More Indian Students Going to Sweden: Report

The biggest increase in incoming students to Sweden was from countries outside the European Union, shows a recent report.


Sweden has been seeing an increasing number of Indian students over the last six years. The number increased from 274 students in 2011-12 to 841 in 2016-17, according to a new report.

“Compared to the previous academic year, the number of incoming students both from the European Union and outside has increased, but the biggest increase was in incoming students from countries outside the Union,” shows the report, titled “Higher Education – International mobility in higher education from a Swedish perspective (2016-17),” released by UKA, a firm that checks the development of higher education.

The increase in the number of students from Asia is evident in 2016-17 academic year, when the number of Asian students was 4,649, as compared to 2,889 during 2011-12. While Indian students registered a rise in numbers from 274 in 2011-12 to 841 in 2016-17, the number of students from Pakistan rose in the same time period from 95 to 261. The corresponding rise for Chinese students was 1,093 to 1,592, while Bangladeshi students increased from 58 to 189. The number of students from Singapore increased from 395 to 429.

The overall number of visiting students studying in Sweden in the 2016-17 academic year was 35,900, up from 32,600 in 2013-14. While 12,600 students were from countries from outside the European Union, 5,700 were from unknown countries.
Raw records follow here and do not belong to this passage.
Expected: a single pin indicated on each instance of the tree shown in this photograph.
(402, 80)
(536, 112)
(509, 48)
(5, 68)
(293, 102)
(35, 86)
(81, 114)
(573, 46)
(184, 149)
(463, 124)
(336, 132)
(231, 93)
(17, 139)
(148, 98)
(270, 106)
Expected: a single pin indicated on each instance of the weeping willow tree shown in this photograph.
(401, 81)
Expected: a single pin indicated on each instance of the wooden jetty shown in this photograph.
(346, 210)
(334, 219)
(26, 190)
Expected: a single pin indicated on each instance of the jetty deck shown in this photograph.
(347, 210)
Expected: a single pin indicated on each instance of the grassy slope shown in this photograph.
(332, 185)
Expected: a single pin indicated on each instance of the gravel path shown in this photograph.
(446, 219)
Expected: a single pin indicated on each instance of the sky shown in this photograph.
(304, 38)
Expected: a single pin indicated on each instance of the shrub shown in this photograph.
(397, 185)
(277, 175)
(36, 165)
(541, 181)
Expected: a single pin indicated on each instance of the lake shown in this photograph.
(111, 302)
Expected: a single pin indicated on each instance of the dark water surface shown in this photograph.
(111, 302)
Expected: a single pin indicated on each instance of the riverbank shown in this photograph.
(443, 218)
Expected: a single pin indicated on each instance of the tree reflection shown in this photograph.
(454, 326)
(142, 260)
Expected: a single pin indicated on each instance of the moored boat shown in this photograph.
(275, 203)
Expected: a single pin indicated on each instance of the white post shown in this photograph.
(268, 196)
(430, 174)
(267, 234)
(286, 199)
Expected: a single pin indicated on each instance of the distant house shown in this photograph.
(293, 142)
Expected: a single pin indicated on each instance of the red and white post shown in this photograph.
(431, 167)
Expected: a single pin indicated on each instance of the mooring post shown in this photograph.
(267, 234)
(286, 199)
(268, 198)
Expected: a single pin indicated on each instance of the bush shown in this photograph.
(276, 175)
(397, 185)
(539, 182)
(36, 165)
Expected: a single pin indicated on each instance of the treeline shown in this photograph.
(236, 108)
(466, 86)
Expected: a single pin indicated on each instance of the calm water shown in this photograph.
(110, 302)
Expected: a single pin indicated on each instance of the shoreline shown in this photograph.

Students from the European Union and Switzerland totaled to almost 17,600.

Free-movers, which means guest international students who are not part of a specific exchange program, made up 23,500 of the total 35,900 incoming students in Sweden in the 2016-17 academic year. “Among the incoming free-movers, 30 per cent of the 9,800 first-years were from Europe. Next came Asia with 25 per cent. The single largest countries were India, Finland and China,” the report said.

The firm had not analyzed why enrolment of Asian students rose so significantly in previous years, UKA analyst Tomas Egeltoft said. He, however, believes that the economic growth in Asia and an increased need of people with higher education might have impacted the numbers, PIE News reported. “There are yet not enough number of student program positions in these countries and therefore the student mobility from these countries increases,” Egeltoft said.

As per the document, Lund University had 3,300 international students — the largest number of incoming students who were studying in Sweden for the first time. The university’s marketing manager Maria Lindblad told PIE News that while marketing and common recruitment activities helped pushed the numbers, Lund’s strong international alumni base helps increase international admissions.

“With so many students and alumni from around the world who have studied at Lund, the reputation of the university travels and of course attracts many new applicants,” she said.